Learning Objective #2: discuss the impact of an accelerated educational program on the beliefs about EBP and the implementation of EBP among nurses employed in acute care facilities.

Background: It has been demonstrated that staff nurses need programs to help integrate evidence-based practice (EBP) into health care delivery. Sigma Theta Tau International's 1999 white paper on clinical scholarship recommended close communication between nursing education and nursing practice as the environment most conducive to integrating clinical scholarship into the practice setting.


Purpose: The purpose of this study was to evaluate the effectiveness of an accelerated educational program on the knowledge of and attitudes toward EBP among nurses employed in acute care facilities.


Methods: University faculty members partnered with nurse administrators and educators at five area acute care facilities to provide a program to develop EBP champions within the hospitals. Nurses were given time each week to attend classes. Faculty educators donated their time and one institution provided free continuing education credits to nurses who attended all sessions. Pretests and posttests were administered using Melnyk and Fineout-Overholt's Evidence-Based Practice Beliefs (EBPB) and Evidence-Based Practice Implementation (EBPI) scales.
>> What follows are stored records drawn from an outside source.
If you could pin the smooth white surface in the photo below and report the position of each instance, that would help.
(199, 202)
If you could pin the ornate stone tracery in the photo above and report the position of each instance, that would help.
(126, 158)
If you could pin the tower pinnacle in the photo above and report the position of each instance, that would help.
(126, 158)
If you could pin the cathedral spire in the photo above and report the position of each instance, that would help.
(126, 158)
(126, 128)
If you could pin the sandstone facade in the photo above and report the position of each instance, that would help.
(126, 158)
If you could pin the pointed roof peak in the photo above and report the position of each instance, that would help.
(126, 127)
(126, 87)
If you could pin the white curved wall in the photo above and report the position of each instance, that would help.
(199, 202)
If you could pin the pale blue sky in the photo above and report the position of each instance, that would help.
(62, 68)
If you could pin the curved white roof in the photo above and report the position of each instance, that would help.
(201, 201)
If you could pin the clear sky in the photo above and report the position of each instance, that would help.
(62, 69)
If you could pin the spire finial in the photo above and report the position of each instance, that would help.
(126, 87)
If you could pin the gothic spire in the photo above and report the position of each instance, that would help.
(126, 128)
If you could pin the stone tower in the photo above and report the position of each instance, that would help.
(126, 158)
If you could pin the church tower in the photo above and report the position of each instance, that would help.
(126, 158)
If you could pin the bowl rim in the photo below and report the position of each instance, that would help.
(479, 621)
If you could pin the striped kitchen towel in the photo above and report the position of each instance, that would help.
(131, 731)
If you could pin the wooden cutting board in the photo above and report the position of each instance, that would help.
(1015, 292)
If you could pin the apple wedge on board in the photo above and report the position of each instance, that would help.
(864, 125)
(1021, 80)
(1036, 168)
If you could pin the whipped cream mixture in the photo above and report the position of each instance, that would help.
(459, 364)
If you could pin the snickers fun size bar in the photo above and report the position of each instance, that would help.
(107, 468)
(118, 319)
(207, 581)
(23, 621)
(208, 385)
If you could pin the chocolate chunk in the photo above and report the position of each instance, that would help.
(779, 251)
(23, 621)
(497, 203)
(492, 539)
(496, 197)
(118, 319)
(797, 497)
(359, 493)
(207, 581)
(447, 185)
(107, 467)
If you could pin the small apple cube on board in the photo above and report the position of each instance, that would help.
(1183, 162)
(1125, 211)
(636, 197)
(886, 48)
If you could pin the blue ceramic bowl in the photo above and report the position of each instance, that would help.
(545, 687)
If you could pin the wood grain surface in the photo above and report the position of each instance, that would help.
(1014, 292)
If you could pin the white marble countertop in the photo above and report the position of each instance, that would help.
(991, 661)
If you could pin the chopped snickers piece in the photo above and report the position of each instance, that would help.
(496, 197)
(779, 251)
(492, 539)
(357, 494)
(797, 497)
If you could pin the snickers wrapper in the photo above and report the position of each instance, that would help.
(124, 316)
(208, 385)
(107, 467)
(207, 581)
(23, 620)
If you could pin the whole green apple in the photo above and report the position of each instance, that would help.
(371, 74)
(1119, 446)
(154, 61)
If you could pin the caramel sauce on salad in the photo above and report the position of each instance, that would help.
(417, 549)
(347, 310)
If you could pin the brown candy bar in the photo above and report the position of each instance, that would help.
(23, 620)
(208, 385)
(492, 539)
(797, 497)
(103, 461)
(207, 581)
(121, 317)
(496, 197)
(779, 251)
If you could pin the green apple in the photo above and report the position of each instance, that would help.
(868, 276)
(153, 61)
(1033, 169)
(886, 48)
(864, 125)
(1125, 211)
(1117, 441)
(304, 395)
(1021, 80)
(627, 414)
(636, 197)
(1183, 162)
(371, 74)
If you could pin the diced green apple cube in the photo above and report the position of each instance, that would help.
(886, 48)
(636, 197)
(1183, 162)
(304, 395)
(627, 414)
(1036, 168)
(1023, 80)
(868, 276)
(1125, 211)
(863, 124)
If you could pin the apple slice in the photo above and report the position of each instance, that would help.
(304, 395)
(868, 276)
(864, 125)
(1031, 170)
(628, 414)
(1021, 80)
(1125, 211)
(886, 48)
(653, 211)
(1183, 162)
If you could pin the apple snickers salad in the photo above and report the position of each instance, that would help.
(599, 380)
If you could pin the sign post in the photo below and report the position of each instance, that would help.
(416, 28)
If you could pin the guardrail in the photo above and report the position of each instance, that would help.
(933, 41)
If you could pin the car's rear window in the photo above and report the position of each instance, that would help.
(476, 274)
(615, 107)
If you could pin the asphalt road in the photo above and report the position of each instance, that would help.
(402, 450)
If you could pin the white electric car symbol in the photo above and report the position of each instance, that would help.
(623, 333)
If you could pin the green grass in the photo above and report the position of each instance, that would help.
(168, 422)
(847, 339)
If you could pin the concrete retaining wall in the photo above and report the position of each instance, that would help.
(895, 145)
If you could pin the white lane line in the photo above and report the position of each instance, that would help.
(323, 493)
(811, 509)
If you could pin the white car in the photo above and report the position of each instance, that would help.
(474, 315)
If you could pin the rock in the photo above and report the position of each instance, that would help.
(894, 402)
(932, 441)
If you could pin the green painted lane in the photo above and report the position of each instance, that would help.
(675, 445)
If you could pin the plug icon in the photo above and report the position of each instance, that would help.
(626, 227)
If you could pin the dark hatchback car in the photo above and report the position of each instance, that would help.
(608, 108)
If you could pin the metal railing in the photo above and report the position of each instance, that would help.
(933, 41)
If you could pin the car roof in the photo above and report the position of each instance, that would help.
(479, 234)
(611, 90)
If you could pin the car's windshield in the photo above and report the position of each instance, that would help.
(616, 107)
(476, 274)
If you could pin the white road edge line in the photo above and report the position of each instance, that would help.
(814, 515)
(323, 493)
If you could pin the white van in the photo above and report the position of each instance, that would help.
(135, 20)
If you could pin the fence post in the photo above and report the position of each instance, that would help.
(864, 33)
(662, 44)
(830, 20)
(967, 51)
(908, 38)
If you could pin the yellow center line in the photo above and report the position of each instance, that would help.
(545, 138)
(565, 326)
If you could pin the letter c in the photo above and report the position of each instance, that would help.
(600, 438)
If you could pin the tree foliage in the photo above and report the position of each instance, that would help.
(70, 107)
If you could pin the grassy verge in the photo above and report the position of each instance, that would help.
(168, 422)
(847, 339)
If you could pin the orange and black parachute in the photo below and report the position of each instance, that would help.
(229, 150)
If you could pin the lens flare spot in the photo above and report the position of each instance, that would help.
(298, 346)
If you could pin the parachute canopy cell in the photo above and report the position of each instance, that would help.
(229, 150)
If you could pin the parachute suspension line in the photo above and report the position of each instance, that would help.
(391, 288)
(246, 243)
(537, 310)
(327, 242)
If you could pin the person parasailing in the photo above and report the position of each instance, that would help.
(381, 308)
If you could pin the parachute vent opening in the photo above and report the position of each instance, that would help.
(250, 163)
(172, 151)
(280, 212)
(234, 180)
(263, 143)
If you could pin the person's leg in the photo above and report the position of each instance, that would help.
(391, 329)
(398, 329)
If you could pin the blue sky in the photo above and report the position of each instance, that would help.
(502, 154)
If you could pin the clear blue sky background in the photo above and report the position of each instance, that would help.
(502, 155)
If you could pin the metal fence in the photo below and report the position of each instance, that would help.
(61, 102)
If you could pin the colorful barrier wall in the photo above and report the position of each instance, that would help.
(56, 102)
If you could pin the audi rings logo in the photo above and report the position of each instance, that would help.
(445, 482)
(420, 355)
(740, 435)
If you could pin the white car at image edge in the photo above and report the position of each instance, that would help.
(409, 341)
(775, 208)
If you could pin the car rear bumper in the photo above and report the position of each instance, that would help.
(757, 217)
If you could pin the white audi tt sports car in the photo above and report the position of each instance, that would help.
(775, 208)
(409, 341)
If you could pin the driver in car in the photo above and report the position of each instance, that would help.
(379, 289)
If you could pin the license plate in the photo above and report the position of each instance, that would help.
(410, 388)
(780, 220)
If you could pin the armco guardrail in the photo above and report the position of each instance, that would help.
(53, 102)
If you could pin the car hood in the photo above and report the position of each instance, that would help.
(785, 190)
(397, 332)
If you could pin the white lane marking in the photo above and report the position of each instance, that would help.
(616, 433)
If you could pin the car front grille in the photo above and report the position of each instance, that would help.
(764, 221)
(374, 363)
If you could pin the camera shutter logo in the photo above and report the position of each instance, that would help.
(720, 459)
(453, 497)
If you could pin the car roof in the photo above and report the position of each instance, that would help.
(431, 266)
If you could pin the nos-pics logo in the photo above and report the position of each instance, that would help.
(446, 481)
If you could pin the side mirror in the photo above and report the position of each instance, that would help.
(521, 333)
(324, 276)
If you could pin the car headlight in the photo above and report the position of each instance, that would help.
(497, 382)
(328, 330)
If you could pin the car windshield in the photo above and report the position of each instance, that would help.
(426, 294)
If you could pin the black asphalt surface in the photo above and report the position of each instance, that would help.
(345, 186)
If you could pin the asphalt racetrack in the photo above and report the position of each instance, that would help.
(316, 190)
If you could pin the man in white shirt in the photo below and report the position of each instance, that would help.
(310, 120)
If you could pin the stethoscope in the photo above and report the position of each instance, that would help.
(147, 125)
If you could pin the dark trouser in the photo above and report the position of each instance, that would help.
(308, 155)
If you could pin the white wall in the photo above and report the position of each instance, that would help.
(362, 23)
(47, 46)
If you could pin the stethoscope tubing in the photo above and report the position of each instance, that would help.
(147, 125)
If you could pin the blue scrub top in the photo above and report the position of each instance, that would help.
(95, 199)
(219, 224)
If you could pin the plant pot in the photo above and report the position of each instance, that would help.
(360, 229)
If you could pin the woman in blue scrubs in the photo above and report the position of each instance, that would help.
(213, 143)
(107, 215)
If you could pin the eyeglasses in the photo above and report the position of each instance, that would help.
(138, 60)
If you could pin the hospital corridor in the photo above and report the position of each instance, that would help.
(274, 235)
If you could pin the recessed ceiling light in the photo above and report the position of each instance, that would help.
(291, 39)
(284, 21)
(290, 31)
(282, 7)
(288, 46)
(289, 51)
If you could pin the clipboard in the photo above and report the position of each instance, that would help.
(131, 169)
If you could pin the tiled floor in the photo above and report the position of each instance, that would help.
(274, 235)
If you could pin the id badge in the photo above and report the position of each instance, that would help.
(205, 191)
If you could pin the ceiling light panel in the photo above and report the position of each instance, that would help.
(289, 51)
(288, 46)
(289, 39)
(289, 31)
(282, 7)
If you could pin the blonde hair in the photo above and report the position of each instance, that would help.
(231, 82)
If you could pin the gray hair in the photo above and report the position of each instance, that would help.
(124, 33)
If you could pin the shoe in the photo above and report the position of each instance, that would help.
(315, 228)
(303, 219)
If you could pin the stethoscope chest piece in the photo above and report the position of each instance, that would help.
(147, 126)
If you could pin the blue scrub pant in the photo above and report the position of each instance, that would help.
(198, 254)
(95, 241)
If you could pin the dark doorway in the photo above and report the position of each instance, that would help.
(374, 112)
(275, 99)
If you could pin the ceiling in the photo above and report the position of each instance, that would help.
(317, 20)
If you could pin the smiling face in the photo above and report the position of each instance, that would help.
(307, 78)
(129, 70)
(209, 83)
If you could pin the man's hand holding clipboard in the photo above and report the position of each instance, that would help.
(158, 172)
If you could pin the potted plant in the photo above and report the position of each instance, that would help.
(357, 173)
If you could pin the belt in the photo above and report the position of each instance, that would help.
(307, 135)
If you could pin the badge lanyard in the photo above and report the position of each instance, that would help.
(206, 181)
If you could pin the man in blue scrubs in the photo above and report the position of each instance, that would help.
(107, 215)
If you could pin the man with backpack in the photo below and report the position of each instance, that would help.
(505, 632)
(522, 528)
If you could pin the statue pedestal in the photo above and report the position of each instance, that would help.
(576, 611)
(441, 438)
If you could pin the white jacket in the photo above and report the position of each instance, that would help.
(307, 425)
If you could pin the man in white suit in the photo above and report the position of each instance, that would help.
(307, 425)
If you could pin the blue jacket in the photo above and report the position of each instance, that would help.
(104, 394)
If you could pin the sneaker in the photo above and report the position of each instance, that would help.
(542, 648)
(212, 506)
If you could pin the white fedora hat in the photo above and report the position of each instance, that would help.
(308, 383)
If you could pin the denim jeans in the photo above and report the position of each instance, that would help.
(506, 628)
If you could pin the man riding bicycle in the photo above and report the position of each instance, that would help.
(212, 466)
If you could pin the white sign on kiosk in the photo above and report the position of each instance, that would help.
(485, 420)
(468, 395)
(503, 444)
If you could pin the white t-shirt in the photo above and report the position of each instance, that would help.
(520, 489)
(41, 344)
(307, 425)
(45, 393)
Results: Forty-nine nurse from a variety of specialty areas and diverse educational backgrounds participated. Fifty three percent of the attendees had not heard of EBP. Correlation analyses suggested that education positively correlated with scores on the EBPB at baseline. Implementation of EBP as measured by the EBPI was significantly correlated with role at baseline. Demographic characteristics and study variable correlations were not significant at the end of the program. Paired t-tests indicated a significant (p < .01) and positive change in both beliefs about EBP and the number of times EBP was implemented in the work setting.


Conclusions: Regardless of prior knowledge, education level, role, or experience, nurses can quickly be assisted in valuing EBP and implementing evidence-based practice. Support from nursing administration and collaboration among educators, researchers, and clinicians are essential to the success of such a program.